Thursday, October 29, 2015

"One by One"




This past weekend was the Midwest SIAFU Men’s Conference at Morning Star Ranch in Kansas. As I got settled there, a young man caught my attention and smiled at me. He said, “Do you remember me?” Of course I recognized his face, but I couldn’t place his name and remember where I had met him.  I thought that I probably knew him from my time ministering in the prison at Hutchinson. I found out his name was Tony and that he had just been released that Wednesday. He had spent nine years on the inside, and he had been out for three days and found himself at our men’s conference. Now 31, he had been incarcerated since he was 22.

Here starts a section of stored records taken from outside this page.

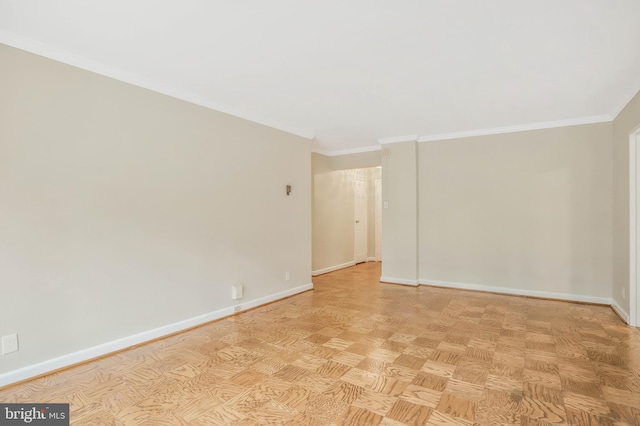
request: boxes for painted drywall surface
[419,123,612,298]
[328,151,382,170]
[382,141,419,284]
[612,93,640,313]
[366,167,382,259]
[0,45,311,373]
[311,153,354,271]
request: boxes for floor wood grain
[0,263,640,426]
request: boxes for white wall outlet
[231,284,244,300]
[2,334,18,355]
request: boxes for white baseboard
[380,276,420,287]
[420,279,611,305]
[611,299,631,325]
[311,261,356,277]
[0,284,313,387]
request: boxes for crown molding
[418,115,612,142]
[378,135,418,145]
[311,145,380,157]
[0,30,314,140]
[611,79,640,121]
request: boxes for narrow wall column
[380,137,418,285]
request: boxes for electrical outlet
[231,284,244,300]
[2,334,18,355]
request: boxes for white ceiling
[0,0,640,153]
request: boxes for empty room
[0,0,640,426]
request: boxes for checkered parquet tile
[0,263,640,426]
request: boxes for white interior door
[353,179,367,263]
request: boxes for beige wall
[380,141,419,285]
[419,123,612,301]
[612,93,640,313]
[311,151,381,274]
[0,45,311,380]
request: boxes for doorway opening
[311,158,382,276]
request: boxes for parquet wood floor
[0,263,640,426]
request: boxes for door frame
[629,125,640,327]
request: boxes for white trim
[611,299,631,325]
[380,276,420,287]
[311,260,356,277]
[311,145,380,157]
[0,284,313,387]
[611,83,640,121]
[418,115,612,142]
[378,135,418,145]
[0,30,314,140]
[420,279,611,305]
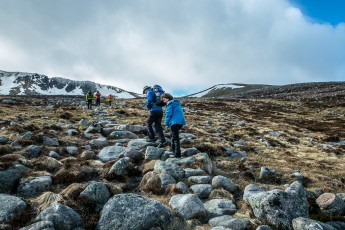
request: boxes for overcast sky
[0,0,345,96]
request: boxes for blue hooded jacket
[146,88,163,111]
[164,100,186,128]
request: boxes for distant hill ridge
[0,70,345,101]
[0,70,140,98]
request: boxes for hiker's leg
[155,111,165,143]
[171,125,182,157]
[146,112,155,139]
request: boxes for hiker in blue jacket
[143,86,166,148]
[161,93,186,158]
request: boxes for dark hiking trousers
[96,98,101,106]
[146,110,165,143]
[87,99,92,109]
[170,124,182,157]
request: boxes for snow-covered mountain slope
[187,83,267,97]
[0,70,139,98]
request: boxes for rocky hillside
[195,82,345,103]
[0,96,345,230]
[0,71,139,98]
[185,83,270,98]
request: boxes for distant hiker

The rest of the conference we spent time getting to know each other better. We talked about life inside and then about adjusting to life on the outside. He told me that he wanted to grow to become an urban missionary like what I did. He wants to make a difference with guys on the streets. He had been at the revival we did in June (read about that here) and had also heard me teach a couple other times at the prison.

One of the personal burdens I feel for the guys I work with is that they may experience the love of the Father. So many of these men have deep wounds from male figures that are hard to heal from. Often they need a deep and profound encounter with the love of the Father that can provide healing from the past. So whenever I lead prayer and ministry times with guys, I normally include a time where we pray for them to encounter the love of the Father.  

On the last night of the conference, we closed with a worship, prayer, and testimony time; it’s a powerful time where they can get right with the Lord. As I was praying for this time, I felt the Father clearly say, “Lead them to me, and I will bring healing.”

As I got up in front of the guys, I felt especially burdened. I talked about how our father wounds can give us an orphan spirit. This is simply a feeling that we are alone and lost and without a dad. Even though we may be in Christ, we still feel lost and feel as though we are orphans. I invited the guys be open and to trust that God was going to move and that the love of the true Father would encounter them that night. I could sense the faith in the room grow as they nodded, hungry to experience this.

As we had a prayer time and ministered, there weren’t many dry eyes. The Spirit of God was tangibly moving throughout the room. We then had guys come forward who wanted more prayer. Tony came right up to me and we just hugged and prayed together. As the tears came, he kept saying how he doesn’t want to repeat the mistakes from the past. He has felt like a failure his whole life, but now desperately wants to change. My heart went out to him in a deep way. I sensed such tangible love from the Father for him.

That night after praying with him and so many others, I was overwhelmed with emotion. I thought about the millions in our cities who we are desperate for this encounter with the Father. But there is great hope. God is moving in our prisons and our ministry is providing opportunities for these guys to grow and become leaders. One by one, God is changing the lives.